Keywords: Bacterial infection; C. pneumoniae; Proteomes; ER; Lung cancer

List of abbreviations
ER: Endoplasmic reticulum
IL: Interleukin
MW: molecular weight
kDa: kiloDalton
pI: isoelectric point
UPR: unfolded protein response


Lung cancer is one of the very common cancer, with 1.8 million (approximately 13% of the total cancer) new cases estimated globally in 2012 (Ferlay et al., 2015). The most common cancer is lung carcinoma and leading cause of death, after breast cancer in female and prostate cancer in men (Bray et al., 2018). The association of infection of bacteria with the progression of different types of cancer has confirmed in various studies (Arthur et al., 2012; Khan, 2015; Magat et al., 2020). The Gram-negative microbe Chlamydia pneumoniae is an intracellular obligate bacterium. C. pneumoniae is transmitted due to acute respiratory infection and potentially associated with lung disease including bronchitis, asthma, atherosclerosis, and high risk of lung cancer however, the causal pathogenetic mechanisms are not well understood. The infection of C. pneumoniae has been reported to alter several pathways of infected host cell including calcium-mediated nuclear factor-κB (NF-κB) pathway, apoptosis, necrosis etc (Chaturvedi et al., 2010; Littman et al., 2005; Wahl et al., 2003). NF-κB has crucial role in proliferation, inflammation, and regulation of apoptosis. Alteration in program cell death due to NF-κB pathway enigmatically associated with cancer (Wahl et al., 2003). Inflammation may be connected with carcinogenic process due to chronic infection of bacteria in human (Littman et al., 2005). The lungs of the smoker may be more susceptible for the localization of C. pneumoniae (Von Hertzen, 1998). The radicals of superoxide oxygen, tumor necrosis factor, IL-8 and IL-1β are generated by induced monocytes. The inflammatory factors may trigger the process of carcinogenesis in lung cells (Koyi et al., 1999).

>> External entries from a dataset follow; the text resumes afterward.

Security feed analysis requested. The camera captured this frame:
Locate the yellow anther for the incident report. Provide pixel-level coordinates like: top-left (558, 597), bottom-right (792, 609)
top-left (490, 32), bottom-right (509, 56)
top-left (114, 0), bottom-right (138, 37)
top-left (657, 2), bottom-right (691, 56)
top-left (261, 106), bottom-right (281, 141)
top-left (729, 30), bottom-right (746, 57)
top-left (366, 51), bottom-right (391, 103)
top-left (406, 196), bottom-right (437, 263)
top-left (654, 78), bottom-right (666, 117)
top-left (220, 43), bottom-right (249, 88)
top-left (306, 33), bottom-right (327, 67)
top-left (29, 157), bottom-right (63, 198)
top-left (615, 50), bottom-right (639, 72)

C. pneumoniae contained the capability to interfering with the host cell’s apoptotic apparatus. Alteration in the apoptosis has been related to survival scheme of intracellular C. pneumoniae. Many reports of C. pneumoniae infection have been demonstrated to inhibit host cell apoptosis (Airenne et al., 2002; Fischer et al., 2001; Wahl et al., 2003). However, some contradictory study has shown the pro-apoptotic activities of CP during the infection (Sessa et al., 2009). Members of the inhibitor of apoptosis protein family are important factors that regulate apoptotic cell death. The infection of C. pneumoniae showed the induction of the expression of mRNA and protein of cellular inhibitor of apoptosis 2 (c-IAP2) in human cell line Mono Mac 6 that may help to intracellular survival of the bacterium (Wahl et al., 2003). The carcinogenic process of lung cancer due to the infection of C. pneumoniae is still infancy stage.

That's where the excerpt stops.